The Solicitor General here arrogated statutory contraceptive coverage to a “right” equivalent to the RFRA’s implementation of the First Amendment, and limitation on government, which confuses the nature of RFRA’s minimum standards for governmental action.  Conestoga presented the question of whether the religious owners of a family business, or their closely-held, for-profit corporation, have free exercise rights that are violated by the application of the contraceptive-coverage Mandate of the ACA.

SCOTUS AnswerHobby Lobby answers a technical statutory and regulatory implementation issue – not a broad First Amendment claim as some in the general press have asserted.  Courts will decide cases normally at the lowest level of the legal hierarchy at which the case can be resolved – regulatory first, then statutory, and finally constitutional only if the court must decide that issue.  Hobby Lobby resolves the issue as one of regulatory failure to comply with statute (in this case, the RFRA).

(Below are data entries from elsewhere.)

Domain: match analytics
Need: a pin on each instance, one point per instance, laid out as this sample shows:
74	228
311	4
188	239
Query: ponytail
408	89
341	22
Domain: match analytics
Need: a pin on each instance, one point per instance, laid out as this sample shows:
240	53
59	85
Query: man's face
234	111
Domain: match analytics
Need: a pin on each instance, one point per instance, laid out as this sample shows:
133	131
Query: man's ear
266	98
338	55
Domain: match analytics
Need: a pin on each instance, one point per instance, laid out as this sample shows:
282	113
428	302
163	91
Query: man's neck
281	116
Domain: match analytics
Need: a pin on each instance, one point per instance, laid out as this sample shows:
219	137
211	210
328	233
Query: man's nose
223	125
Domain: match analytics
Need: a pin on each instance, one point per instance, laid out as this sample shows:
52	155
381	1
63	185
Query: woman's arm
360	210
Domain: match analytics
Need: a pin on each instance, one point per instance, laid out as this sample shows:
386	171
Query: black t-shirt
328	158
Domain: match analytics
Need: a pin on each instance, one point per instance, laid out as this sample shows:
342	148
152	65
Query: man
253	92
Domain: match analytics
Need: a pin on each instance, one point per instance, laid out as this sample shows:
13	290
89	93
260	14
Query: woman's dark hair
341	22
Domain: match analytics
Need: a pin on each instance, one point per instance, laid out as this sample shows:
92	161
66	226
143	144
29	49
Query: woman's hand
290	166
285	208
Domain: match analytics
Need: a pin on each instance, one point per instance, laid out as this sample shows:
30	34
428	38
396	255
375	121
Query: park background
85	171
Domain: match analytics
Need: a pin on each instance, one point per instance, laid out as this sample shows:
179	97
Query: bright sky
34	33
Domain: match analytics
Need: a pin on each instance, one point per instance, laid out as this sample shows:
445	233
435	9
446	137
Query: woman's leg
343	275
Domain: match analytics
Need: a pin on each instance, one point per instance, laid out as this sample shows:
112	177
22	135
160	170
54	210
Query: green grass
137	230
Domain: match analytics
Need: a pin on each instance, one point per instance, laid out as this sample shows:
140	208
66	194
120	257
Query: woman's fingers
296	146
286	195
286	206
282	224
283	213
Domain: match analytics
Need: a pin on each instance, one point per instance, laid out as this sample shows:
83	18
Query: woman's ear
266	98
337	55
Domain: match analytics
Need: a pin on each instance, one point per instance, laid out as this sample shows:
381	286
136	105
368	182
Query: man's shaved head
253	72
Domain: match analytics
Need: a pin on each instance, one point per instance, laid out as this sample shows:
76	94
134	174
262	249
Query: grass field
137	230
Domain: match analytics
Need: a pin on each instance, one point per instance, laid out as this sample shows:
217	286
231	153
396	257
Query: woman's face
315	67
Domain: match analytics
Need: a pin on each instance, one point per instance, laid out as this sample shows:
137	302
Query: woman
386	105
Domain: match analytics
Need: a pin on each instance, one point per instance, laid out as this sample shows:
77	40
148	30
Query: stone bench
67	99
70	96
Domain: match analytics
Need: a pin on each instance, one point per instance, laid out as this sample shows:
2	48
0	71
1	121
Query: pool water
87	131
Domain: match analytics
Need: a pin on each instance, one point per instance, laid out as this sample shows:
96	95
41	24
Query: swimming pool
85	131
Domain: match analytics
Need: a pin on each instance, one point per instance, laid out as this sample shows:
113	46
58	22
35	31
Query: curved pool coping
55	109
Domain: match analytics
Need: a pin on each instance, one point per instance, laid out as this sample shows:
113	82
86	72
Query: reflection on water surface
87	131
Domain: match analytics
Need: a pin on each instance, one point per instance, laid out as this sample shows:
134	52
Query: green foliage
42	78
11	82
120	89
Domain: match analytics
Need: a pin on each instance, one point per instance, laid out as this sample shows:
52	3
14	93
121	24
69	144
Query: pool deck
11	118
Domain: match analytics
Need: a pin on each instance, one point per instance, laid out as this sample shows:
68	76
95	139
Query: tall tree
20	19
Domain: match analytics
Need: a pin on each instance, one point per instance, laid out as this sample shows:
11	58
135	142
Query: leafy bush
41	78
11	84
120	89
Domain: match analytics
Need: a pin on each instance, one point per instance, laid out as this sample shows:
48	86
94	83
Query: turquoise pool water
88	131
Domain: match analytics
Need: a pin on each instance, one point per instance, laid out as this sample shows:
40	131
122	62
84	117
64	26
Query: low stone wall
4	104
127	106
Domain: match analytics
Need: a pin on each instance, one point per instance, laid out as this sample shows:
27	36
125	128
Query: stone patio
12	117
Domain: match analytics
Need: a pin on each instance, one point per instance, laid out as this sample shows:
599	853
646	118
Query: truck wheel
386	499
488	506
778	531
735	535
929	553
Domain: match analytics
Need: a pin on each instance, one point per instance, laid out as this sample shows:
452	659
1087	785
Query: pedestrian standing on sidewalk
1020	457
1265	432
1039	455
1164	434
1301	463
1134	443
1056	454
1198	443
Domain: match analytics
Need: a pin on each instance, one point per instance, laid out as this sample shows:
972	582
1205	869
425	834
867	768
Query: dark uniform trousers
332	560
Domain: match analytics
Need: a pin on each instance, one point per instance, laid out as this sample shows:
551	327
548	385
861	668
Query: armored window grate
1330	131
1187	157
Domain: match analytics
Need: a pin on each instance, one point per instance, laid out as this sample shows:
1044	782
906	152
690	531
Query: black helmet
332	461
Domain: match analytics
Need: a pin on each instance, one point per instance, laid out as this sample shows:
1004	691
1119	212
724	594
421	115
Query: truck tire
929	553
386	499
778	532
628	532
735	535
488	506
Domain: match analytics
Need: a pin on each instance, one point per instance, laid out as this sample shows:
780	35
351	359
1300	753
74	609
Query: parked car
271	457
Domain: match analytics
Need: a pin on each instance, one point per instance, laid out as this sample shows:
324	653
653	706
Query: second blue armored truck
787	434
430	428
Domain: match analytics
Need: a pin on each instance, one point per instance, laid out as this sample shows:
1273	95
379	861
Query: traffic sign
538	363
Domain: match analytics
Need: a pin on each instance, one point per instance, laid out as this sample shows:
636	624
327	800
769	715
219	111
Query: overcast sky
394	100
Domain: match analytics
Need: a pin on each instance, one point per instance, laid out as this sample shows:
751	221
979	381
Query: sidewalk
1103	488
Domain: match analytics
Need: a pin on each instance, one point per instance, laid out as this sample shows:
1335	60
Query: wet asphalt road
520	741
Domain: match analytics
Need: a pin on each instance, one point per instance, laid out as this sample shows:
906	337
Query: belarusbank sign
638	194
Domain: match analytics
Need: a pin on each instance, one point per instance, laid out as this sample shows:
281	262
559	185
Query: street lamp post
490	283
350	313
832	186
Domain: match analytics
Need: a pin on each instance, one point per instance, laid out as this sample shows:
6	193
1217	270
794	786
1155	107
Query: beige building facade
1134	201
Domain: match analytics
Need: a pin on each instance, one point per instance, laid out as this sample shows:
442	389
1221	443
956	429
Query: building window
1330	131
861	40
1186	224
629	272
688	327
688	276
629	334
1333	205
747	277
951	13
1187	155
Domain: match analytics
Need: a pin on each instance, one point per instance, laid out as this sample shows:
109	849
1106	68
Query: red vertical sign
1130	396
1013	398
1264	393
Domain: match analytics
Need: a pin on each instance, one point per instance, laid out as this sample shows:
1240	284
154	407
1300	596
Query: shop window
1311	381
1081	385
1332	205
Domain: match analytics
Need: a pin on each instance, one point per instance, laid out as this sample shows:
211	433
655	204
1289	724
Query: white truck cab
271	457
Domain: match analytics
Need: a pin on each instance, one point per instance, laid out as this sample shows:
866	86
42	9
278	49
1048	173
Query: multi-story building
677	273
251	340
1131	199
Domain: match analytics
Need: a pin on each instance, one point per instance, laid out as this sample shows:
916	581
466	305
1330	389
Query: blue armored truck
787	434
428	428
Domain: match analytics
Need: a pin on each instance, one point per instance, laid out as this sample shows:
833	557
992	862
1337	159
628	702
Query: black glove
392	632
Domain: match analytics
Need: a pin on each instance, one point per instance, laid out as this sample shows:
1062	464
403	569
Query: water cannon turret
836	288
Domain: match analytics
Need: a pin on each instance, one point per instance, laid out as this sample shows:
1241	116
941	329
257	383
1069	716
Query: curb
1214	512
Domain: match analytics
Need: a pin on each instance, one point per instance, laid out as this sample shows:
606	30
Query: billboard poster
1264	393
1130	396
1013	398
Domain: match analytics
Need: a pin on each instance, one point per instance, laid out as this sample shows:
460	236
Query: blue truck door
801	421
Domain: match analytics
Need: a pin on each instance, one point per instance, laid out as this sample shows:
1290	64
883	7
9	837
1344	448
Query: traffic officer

In Hobby Lobby, SCOTUS found that Congress showed no intention of departing from the traditional fiction included in the Dictionary Act that corporations are persons and, therefore, these closely held corporations can exercise rights under the RFRA.  The closely-held corporations in these cases are each owned and controlled by a family and their sincerity has never been disputed – these are not publicly traded corporations of diverse and shifting ownership.  The RFRA, SCOTUS held, requires the Administration to provide to closely-held corporation objectors the same accommodation that has been provided to nonprofit organization objectors.

The narrow scope is clear from Justice Alito’s opening:

We must decide in these cases whether the Religious Freedom Restoration Act of 1993 (RFRA), … permits the United States Department of Health and Human Services (HHS) to demand that three closely held corporations provide health-insurance coverage for methods of contraception that violate the sincerely held religious beliefs of the companies’ owners.  We hold that the regulations that impose this obligation violate RFRA, which prohibits the Federal Government from taking any action that substantially burdens the exercise of religion unless that action constitutes the least restrictive means of serving a compelling government interest.

At bottom, SCOTUS affirmed the judgment of the Tenth Circuit, and reversed and remanded the judgment of the Third Circuit for further proceedings consistent with SCOTUS’ opinion.

SCOTUS does not address whether the requirement that non-profits certify their objection is consistent with the RFRA, but seems to assume that certification is acceptable.  The Administration may amend the regulations to clarify this certification.  The Administration may also pay for the coverage itself – assuming that it has appropriated funds for that purpose.  These are issues for the Administration, not SCOTUS, but any new Administration regulation will be subject to further litigation.

The ruling reiterates a basic tenet of structural administrative law:  an agency is bound by its programmatic statute and must adopt regulations consistent with all applicable statutes.  Here, HHS failed to sufficiently consider and respond to the issue of religious freedom and the application of the RFRA, and Hobby Lobby is an application of a general rule that agencies must comply with all applicable statutes.  HHS was well aware of the issue at the time it promulgated the rule and simply failed to adequately respond and the result is no different than if HHS had failed to comply with the Administrative Procedure Act (APA) or any other statute of more general applicability.